For generations, native Hawaiians have understood that their aquaculture systems, fishponds known as loko i‘a, serve as nurseries that seed fish populations in surrounding waters. Image Credit: Keli’i Kotubetey

EnvironmentSociety USA5. July 2024

How Indigenous Thinking Helps in Protecting Waters

A recently published study finally supports native aquaculture in Hawaii, the United States, thus promoting the communication of Indigenous knowledge to support governmental decision-making to heal ecosystems and communities.

“We are using science to translate ‘ike kupuna’, or Indigenous knowledge, into policy,” explains study co-author Kawika Winter, an ecologist at the Hawaii Institute of Marine Biology (HIMB) and He‘eia National Estuarine Research Reserve (NERR). “The value of this paper is that it’s one of the first, if not the first, to really show that there are ways to do aquaculture in ways that benefit the system around it.”
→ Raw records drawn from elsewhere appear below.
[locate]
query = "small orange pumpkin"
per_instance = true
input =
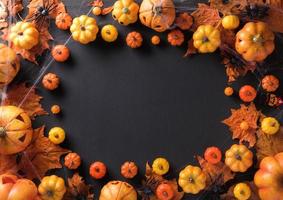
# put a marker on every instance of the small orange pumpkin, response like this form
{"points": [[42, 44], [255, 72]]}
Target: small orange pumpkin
{"points": [[72, 160], [63, 21], [50, 81], [175, 37], [247, 93], [129, 170], [60, 53], [270, 83], [134, 39]]}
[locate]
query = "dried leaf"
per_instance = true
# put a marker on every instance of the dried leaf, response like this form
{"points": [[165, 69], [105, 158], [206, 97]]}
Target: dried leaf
{"points": [[230, 194], [26, 98], [205, 15], [229, 7], [78, 189], [191, 49], [269, 145], [248, 114], [8, 164], [217, 174], [107, 10], [40, 156]]}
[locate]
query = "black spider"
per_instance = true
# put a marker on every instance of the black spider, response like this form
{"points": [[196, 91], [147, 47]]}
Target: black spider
{"points": [[255, 11], [42, 12]]}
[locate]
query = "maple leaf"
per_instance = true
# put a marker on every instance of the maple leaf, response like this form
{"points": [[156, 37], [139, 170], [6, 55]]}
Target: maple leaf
{"points": [[40, 156], [8, 164], [229, 7], [151, 183], [269, 145], [78, 189], [216, 174], [191, 49], [230, 193], [245, 114], [26, 98], [205, 15]]}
For generations, the aquaculture systems fishponds known as loko i’a provided sustenance to Indigenous communities, supported fish populations in surrounding waters, and improved water quality. Different restoration scenarios were simulated in an ancient fishpond enclosing 36 hectares of brackish water in Kāne‘ohe Bay on O‘ahu Island. The study shows that restoring more of the bay into fully functional loko I’a would grow fish populations in the ponds and across the bay. “Indigenous thinking is operating within the opportunities and constraints of this system and figuring out a way to make things abundant within that context, sometimes even increasing abundance beyond natural levels. That’s how the kupuna [ancestors] did it, and we’re reviving that.”